Uma vez que neste ponto estamos a centrar a nossa análise num corpo físico e “exterior”, iremos rever alguns conceitos apenas relativamente à primeira perspectiva acima mencionada – como é que os outros percebem e reagem aos nossos atributos físicos e, num ponto seguinte deste capítulo, dedicado essencialmente às variáveis da imagem corporal, dedicaremos algum espaço a compreender como é que as pessoas percebem e reagem à sua própria aparência física. A aparência física é frequentemente a informação mais imediata que se tem acerca de uma pessoa e fornece informação básica acerca dessa pessoa, por exemplo, o sexo da pessoa, a raça, a sua idade aproximada e, possivelmente o seu estatuto socioeconómico ou profissão. Na realidade, nós criamos expectativas e agimos, muitas vezes, inconscientemente classificando as pessoas em determinadas categorias ou protótipos.

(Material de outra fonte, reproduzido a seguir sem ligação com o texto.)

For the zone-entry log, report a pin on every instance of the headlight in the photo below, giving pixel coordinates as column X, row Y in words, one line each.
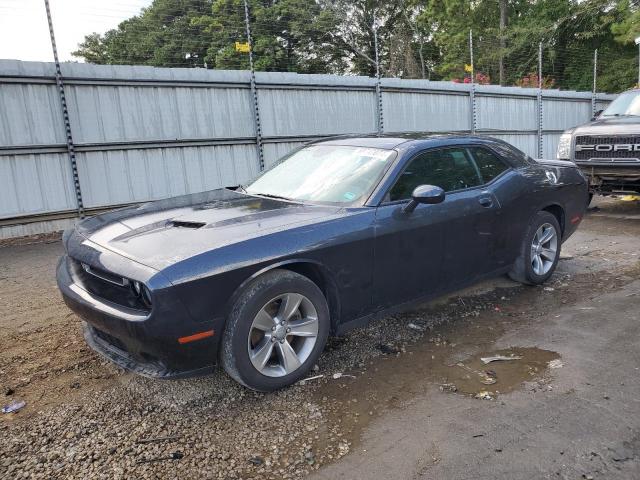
column 142, row 292
column 564, row 147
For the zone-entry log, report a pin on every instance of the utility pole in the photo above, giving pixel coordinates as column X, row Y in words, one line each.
column 378, row 88
column 540, row 118
column 472, row 92
column 638, row 43
column 503, row 43
column 595, row 83
column 254, row 91
column 65, row 115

Estes pressupostos implícitos medeiam, frequentemente, as relações interpessoais, através da maior ou menor proximidade e/ou comportamentos (Cash, 1990; Dion, Berscheid & Hatfield, 1972).

Muitos investigadores têm realizado centenas de estudos avaliando de que forma variáveis relacionadas com a aparência física, como a atractividade física, o peso, a altura, características faciais ou cuidados estéticos, são percebidas e afectam sistematicamente atitudes sociais, atribuições e comportamentos. A maioria da literatura focalizada nos estereótipos de aparência, centra-se no estereótipo social de que o “belo é bom” e o “feio é mau”. Por conseguinte, e porque nos encontramos numa sociedade regida pelos valores ocidentais de beleza, iremos contextualizar brevemente o desenvolvimento dos ideais de beleza física que a cultura ocidental tem sofrido ao longo do tempo, numa tentativa de situar a crescente preocupação com a aparência nos padrões culturais de magreza actuais e de que forma esses estereótipos de beleza se desenvolvem e se traduzem em comportamentos diferenciados.

Algumas destas questões serão analisadas nos próximos pontos, onde se procurará explorar a noção de um corpo subjectivo, o conceito de imagem corporal e a sua influência no desenvolvimento humano, alargando esta abordagem a um corpo não meramente físico, mas subjectivo e construído psíquica e socialmente.